Who cares, I have decided that due to a shortage of morale of late I should actually write about some of the things that I can honestly be grateful about. The first one I thought I should write about is my good friend Jane.

If you set the Wayback machine to 2002, I had quit my prestigious job as a shift supervisor (middle management represent!) at Blockbuster and started working at a totally righteous coffee shop called "The bean scene." Despite the fact that the coffee shop was a cool job, I was starting to worry that my childhood dream of drawing comics wasn't going to pan out. (My plan to fight Nazis as an archaeologist hadn't panned out either and the prospect of going from a batting average of .500 to .250 was terrifying.) I was disillusioned and had little faith that I would ever work as an artist. Understanding that I needed to meet and greet the people that ran the world of comics, my dad had fronted the cash to send me to my very first comicbook convention and not just any con, the San Diego International Comicon... aka the mother of all cons. I was going to fly to California with my life on my back and plead my case to as many comicbook publishers as possible.

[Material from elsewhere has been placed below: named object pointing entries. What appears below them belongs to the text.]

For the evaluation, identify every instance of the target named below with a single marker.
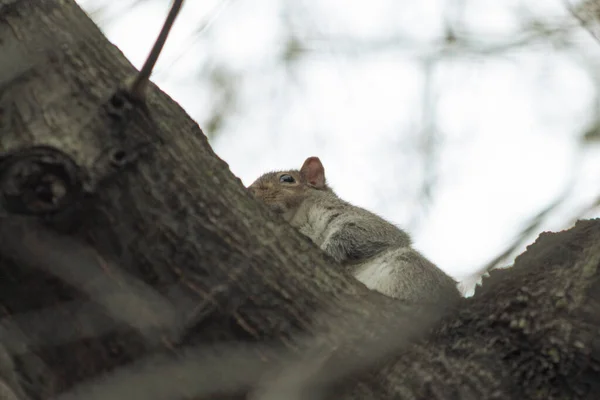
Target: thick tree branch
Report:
(132, 261)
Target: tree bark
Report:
(133, 263)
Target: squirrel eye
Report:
(287, 178)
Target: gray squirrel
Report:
(375, 252)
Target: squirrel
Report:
(373, 250)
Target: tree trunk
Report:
(134, 264)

In the process of preparing though, like so many neurotic artists types, I started to think about what would happen if I failed. But unlike many artists, I wasn't worried about being critiqued, or being told that I wasn't "good." I had graduated from art school and I was no stranger to criticism. I had started to wonder if I could handle the idea that I wasn't ready to work as a professional. What if I traveled all that way, put so much on the line, and in the end all I came to learn was that I wasn't ready? That I wasn't close enough to see the light at the end of the tunnel?

The pressure of that idea was debilitating to say the least. I was getting older and it was taking all my strength to work enough to make ends meet and practice drawing. What if it wasn't enough? What if I had to work even harder just to make it to the bottom rung?

One night not long before I was going to head to the con I was relating this to the aforementioned Jane and I said that I didn't know if I could keep on going as artist if I didn't find some kind of work. I said that I didn't know what I would do if all my hard work didn't pay off. I didn't think that I could keep going, she said, "it is either that...or quit."

She had really shown me that it was that black and white, either keeping trying or give up. There was no room for anything in between. Either keep fighting until I get what I want or give up and move on.

So I went to the con and got my first pro job, working for AK Comics out of Egypt. It took a lot of hard work and will power to get that job. A convention is grueling for a tourist, and going to one for a seemingly endless unending string of heartbreaking job interviews is downright torture. If it wasn't for Jane I don't think I would have gone forth with my head screwed on straight. I don't think I would have had the confidence to walk into one of the biggest conventions in the world and sell myself to editors, artists and publishers alike. The gig I got with AK was the first step in a long line of jobs that has lead me to where I am today... and probably the turning point was a little bit of tough love from my good friend Jane.

So in thanks I have drawn Aquaman, possible the most efeminate looking superhero of all time. Props to Jane.